Quel impact de cette flambée des prix sur le citoyen dont le pouvoir d’achat est déjà mis à rude épreuve?

C’est une situation conséquente de politiques économiques basées sur le soutien de l’Etat tous azimuts, qui risquent d’être conflictuelles, si au lieu de dégager des politiques de développement cohérentes en mesure de reconstruire des filières autonomes autour de chaines de valeurs et en même temps créer de l’emploi et où la dynamique de l’emploi et pouvoir d’achat auront un impact primordial sur le comportement des ménages en termes de consommation et la relation inverse sera aussi à l’œuvre. C’est la seule démarche que peut rendre l’impact socio-économique.
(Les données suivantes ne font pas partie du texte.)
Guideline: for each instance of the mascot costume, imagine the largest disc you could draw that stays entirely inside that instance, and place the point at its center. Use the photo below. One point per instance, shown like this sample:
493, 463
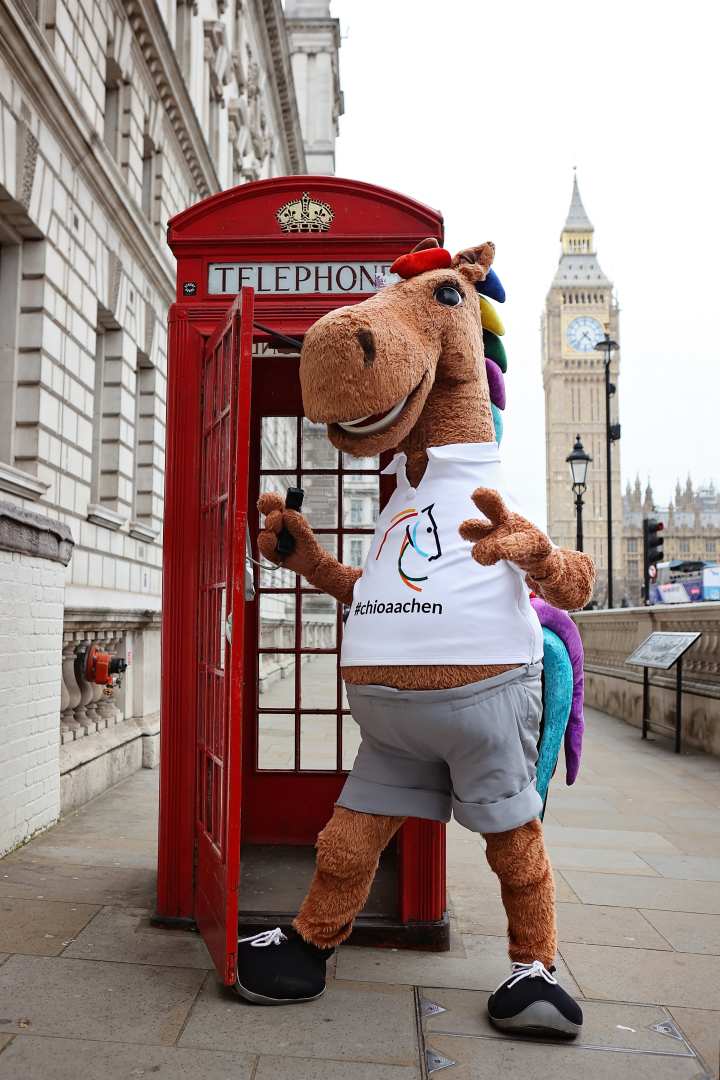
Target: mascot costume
447, 625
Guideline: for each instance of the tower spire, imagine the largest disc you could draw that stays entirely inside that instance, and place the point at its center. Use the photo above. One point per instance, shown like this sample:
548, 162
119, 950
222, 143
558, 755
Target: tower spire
578, 219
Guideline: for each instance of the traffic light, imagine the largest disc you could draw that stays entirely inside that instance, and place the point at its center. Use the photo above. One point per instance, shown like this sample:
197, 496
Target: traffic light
652, 551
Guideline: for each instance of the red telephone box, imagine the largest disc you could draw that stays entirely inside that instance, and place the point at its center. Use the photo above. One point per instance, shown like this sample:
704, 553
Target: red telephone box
256, 734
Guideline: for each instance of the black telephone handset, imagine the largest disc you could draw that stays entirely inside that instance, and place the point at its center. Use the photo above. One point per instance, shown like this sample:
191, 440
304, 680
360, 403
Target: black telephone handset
285, 544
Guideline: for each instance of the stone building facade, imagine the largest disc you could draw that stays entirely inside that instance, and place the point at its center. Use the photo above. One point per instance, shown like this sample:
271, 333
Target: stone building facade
692, 528
579, 309
114, 115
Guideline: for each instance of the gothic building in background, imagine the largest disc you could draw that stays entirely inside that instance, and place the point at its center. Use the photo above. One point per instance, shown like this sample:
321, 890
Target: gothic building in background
579, 309
692, 528
114, 115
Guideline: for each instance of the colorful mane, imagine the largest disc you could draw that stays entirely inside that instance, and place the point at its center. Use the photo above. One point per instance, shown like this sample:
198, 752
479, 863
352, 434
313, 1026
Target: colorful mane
564, 679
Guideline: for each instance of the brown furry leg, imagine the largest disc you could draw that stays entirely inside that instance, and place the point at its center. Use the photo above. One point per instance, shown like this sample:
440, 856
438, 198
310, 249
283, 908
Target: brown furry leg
520, 861
349, 850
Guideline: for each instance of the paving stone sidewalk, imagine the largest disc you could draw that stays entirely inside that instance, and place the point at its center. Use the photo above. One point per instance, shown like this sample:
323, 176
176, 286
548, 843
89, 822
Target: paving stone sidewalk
89, 990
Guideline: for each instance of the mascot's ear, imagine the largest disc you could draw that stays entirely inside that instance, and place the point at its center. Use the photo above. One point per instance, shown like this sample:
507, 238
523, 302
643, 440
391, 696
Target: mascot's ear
424, 244
474, 262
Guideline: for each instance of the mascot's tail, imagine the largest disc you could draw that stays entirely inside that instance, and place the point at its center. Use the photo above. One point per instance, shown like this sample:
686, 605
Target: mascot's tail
562, 696
562, 660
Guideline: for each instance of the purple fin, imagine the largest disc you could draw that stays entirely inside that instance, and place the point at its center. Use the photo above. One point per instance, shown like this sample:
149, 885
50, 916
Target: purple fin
496, 382
561, 624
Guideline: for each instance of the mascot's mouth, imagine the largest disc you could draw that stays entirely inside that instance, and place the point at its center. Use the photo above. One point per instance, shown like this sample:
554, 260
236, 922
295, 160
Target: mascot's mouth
372, 423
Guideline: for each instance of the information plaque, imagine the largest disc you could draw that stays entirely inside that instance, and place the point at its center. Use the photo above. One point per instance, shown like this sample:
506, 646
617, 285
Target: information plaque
663, 649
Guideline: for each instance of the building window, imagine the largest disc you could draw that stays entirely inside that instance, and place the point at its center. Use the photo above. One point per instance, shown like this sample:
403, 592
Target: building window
11, 262
184, 13
113, 95
151, 171
145, 423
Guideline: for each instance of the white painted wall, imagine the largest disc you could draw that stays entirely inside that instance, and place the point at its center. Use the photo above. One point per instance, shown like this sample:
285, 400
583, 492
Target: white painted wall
30, 646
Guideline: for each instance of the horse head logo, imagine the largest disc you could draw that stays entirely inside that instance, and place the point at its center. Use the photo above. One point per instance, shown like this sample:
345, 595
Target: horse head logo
420, 544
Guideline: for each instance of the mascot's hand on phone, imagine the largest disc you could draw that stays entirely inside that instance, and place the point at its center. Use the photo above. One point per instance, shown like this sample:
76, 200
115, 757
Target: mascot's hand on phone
308, 552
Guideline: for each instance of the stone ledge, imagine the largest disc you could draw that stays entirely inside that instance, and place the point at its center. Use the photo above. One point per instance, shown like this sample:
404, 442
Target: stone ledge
30, 534
81, 619
94, 764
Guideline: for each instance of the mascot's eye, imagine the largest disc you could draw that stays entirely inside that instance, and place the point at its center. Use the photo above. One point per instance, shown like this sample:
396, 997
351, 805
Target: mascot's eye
448, 296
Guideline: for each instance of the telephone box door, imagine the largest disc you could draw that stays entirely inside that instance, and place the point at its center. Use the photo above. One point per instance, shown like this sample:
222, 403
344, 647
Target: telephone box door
226, 388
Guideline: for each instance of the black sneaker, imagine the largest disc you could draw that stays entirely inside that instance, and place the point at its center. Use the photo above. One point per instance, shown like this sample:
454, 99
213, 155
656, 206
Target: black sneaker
277, 969
531, 1001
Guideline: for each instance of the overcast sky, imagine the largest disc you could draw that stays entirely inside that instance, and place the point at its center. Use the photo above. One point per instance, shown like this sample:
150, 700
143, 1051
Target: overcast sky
481, 109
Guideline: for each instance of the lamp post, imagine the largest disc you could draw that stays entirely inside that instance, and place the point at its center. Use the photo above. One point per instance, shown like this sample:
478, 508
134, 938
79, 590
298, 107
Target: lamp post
607, 346
579, 459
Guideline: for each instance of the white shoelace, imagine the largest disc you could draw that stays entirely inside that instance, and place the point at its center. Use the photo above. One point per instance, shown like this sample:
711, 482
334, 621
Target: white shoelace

A présent, malheureusement, on continue à sacrifier le potentiel humain et matériel dont dispose le pays sur l’autel de l’incompétence avérée des ministères chargés des secteurs économiques sans exclusive. Aussi, Il faut se rendre à l’évidence que notre législatif est vide en termes de production et de protection du produit national, ce qui complique la solution, si l’on continue à espérer des changements économiques en se fixant intra-muros des objectifs pour lesquels on ignore comment y parvenir avec des mécanismes qui n’ont rien donné. C’est le défaut majeur des politiques engagées jusqu’alors, dont les conséquences commencent à faire mal sans la couverture de la manne pétrolière. Le cas du Venezuela est à exemple à méditer pour éviter la catastrophe.